Investigation of the influence of hollow aluminosilicate microspheres on properties of elastomer fire-thermal protective coatings

The paper considers the influence of the introduction of aluminosilicate microspheres on value of the Payne effect, rheometric, physico-mechanical thermophysical and fire-heat-shielding properties of the elastomer compositions used in the thermal protective coatings based on ethylene-propylene rubber. It was found that partial sorption of vulcanization accelerators and sulfur can occur on the surface of microspheres, followed by their desorption at the vulcanization temperature. This is confirmed by the appearance of a second peak on the vulcanization rate curve. The use of hollow aluminosilicate microspheres in the composition of elastomeric fire-heat-shielding coatings makes it possible to increase the efficiency of these compositions by reducing the thermal conductivity and density of the article while saving the optimum level of physico-mechanical properties.

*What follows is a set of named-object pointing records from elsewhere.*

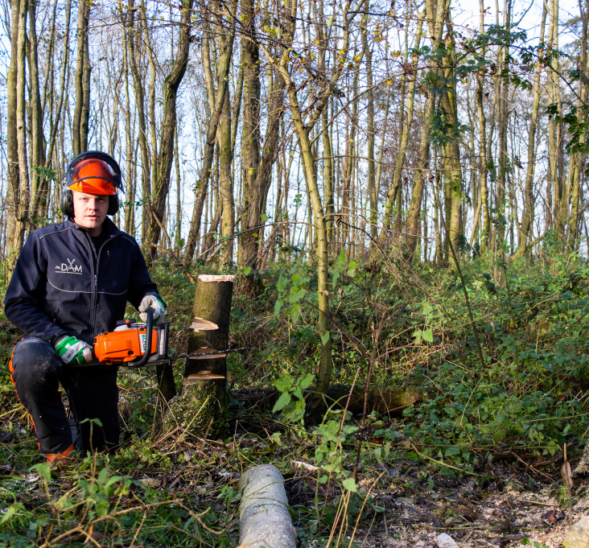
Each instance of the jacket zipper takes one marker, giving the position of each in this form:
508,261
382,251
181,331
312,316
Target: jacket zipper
95,274
110,239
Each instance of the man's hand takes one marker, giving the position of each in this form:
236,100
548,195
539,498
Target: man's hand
159,308
73,351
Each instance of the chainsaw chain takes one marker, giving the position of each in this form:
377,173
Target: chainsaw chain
195,354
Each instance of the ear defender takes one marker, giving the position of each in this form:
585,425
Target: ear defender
67,204
93,172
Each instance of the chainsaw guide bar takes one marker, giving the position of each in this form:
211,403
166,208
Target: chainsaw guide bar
134,344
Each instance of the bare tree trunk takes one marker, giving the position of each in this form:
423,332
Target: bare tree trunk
37,141
82,79
227,203
22,197
528,215
165,157
483,188
395,187
413,217
224,65
140,105
11,131
370,130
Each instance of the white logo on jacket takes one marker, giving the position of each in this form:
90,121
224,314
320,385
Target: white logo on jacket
69,268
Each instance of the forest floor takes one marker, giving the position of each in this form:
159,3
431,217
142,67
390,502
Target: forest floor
481,460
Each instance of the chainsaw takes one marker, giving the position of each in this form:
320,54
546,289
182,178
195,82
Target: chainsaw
134,344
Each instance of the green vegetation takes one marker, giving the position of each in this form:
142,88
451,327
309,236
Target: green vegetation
390,326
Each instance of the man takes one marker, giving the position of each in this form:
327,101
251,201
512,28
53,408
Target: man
72,281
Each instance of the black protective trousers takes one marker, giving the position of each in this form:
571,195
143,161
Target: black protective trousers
37,371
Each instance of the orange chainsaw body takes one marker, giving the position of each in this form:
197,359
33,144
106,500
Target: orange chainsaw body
128,343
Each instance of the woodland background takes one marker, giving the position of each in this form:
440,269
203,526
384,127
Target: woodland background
402,194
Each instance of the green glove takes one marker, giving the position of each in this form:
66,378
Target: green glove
73,351
159,308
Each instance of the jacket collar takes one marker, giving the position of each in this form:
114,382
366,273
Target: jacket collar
108,227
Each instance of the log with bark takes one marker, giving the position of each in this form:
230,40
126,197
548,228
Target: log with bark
201,408
264,519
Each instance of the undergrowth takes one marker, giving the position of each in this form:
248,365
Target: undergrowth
523,402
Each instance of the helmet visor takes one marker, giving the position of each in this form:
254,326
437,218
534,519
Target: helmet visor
92,176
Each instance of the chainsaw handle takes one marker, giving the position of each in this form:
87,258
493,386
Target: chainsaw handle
149,328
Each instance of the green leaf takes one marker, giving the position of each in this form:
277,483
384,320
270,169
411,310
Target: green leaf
283,383
350,485
103,476
295,296
282,402
14,508
307,381
295,312
452,451
44,471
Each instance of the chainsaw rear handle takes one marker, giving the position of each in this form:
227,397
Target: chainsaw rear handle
149,328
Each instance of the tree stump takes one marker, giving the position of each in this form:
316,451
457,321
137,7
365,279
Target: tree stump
201,408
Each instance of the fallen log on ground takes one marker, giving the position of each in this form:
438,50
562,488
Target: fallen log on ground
264,519
382,399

In accordance with the proposed mechanism for the interaction of the polymer matrix and microspheres, additional crosslinked structures are formed within the rubber matrix. An increase in the content of microspheres leads to an increase in the filler-filler interaction, which leads to a relative increase in thermal conductivity. However, the thermal conductivity of compositions containing relatively large amounts of the microspheres is still lower than that of the control. The introduction of microspheres slows down the heating of the sample during high-temperature tests, while reducing the loss of mass and the rate of linear combustion.